The factors include the comparative energy cost of maintaining euthermia over a comparable period and the energy savings made possible for costly physiological processes such as gestation. The savings must take into account: animal size; the energy cost of re-warming during arousal; and the nature of the habitat. In Richardson’s ground squirrel, an obligative hibernator (Table 5), energy is saved through periods of torpor both in July and November, but is greatest in November when the difference between T a and T b is larger and the number of arousal episodes is reduced.

Question 10

List two pieces of evidence each for and against the rheostasis theory of thermoregulation on entry to hibernation.


There are a number of studies that support the rheostasis theory. Two key ones are the experiments on marmots and ground squirrels in Section 6. Experiments on marmots show that there is a steady shift down in the set point when the hypothalamus is cooled. The work on golden-mantled ground squirrels (Figure 36) shows progressive and continuous resetting of the thermostat.

Studies that do not support the rheostasis theory would be that a gradual, controlled decline in T s is not universal, either in different species or within individuals of the same species entering torpor. The theory does not explain the metabolic response to temperature changes applied to the hypothalamus of Eastern chipmunks (Figure 37).

Question 11

What adaptive changes occur in hibernating neurons? What is the evidence that neurons are ‘prepared’ for hibernation as conditions change?
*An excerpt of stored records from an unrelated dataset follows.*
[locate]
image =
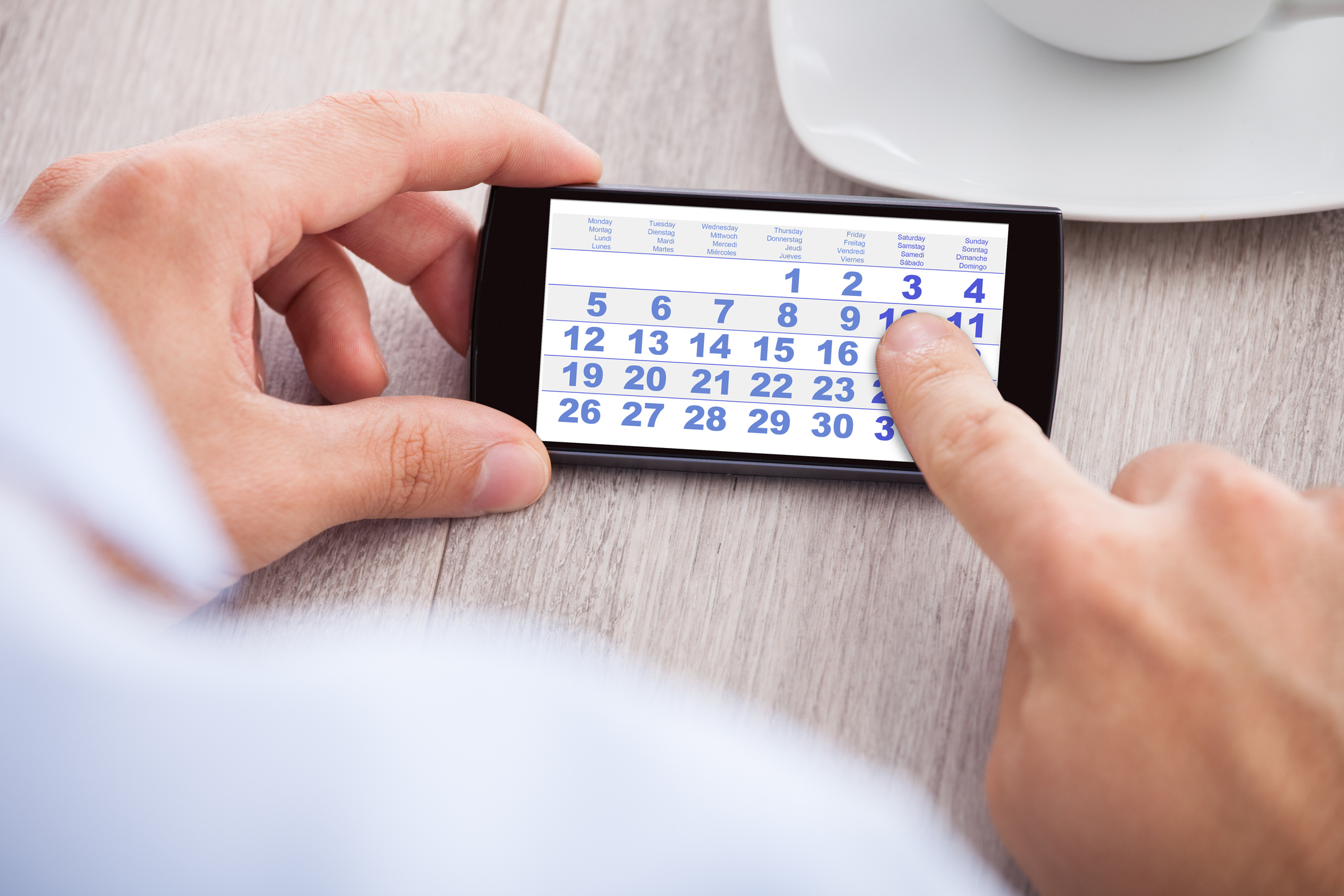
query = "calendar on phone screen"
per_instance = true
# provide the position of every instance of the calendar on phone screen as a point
(746, 331)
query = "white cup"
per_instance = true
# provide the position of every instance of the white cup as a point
(1155, 30)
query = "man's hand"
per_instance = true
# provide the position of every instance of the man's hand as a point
(1172, 711)
(176, 237)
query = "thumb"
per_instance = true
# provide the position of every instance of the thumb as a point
(983, 457)
(383, 457)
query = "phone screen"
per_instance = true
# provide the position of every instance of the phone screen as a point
(746, 331)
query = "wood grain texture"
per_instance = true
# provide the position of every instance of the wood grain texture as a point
(861, 609)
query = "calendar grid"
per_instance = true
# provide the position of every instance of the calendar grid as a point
(774, 355)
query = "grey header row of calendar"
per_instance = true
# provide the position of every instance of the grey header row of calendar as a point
(857, 246)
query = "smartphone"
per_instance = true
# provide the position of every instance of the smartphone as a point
(737, 332)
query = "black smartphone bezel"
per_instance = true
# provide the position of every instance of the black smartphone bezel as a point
(506, 352)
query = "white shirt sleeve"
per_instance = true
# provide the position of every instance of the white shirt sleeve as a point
(135, 762)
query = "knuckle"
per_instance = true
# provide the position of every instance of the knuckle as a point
(385, 109)
(416, 469)
(61, 179)
(1227, 488)
(971, 435)
(153, 186)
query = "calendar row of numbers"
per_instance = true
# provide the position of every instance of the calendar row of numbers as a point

Rapid-response genes controlling electrical firing activity of neurons are activated, neuronal structure is altered, the critical temperature of firing is depressed, and there is an increase in the number of cold-sensitive neurons. Biosynthesis of histamine and serotonin is also increased. Rapid-response genes are characterized by their activation very soon after the onset of hibernation – they initiate many of the other changes which hibernating neurons undergo, and can thus be viewed as a preparative signal.

Question 12

From the evidence of brain sleep activity patterns, why is the popular concept that hibernating mammals ‘are asleep’ incorrect?


Slow-wave sleep activity (SWA) is depressed in the brain of hibernating mammals. This is characteristic not of sleep, but of sleep deprivation. SWA activity cycles do not follow normal sleep activity cycles in torpor but become shortened.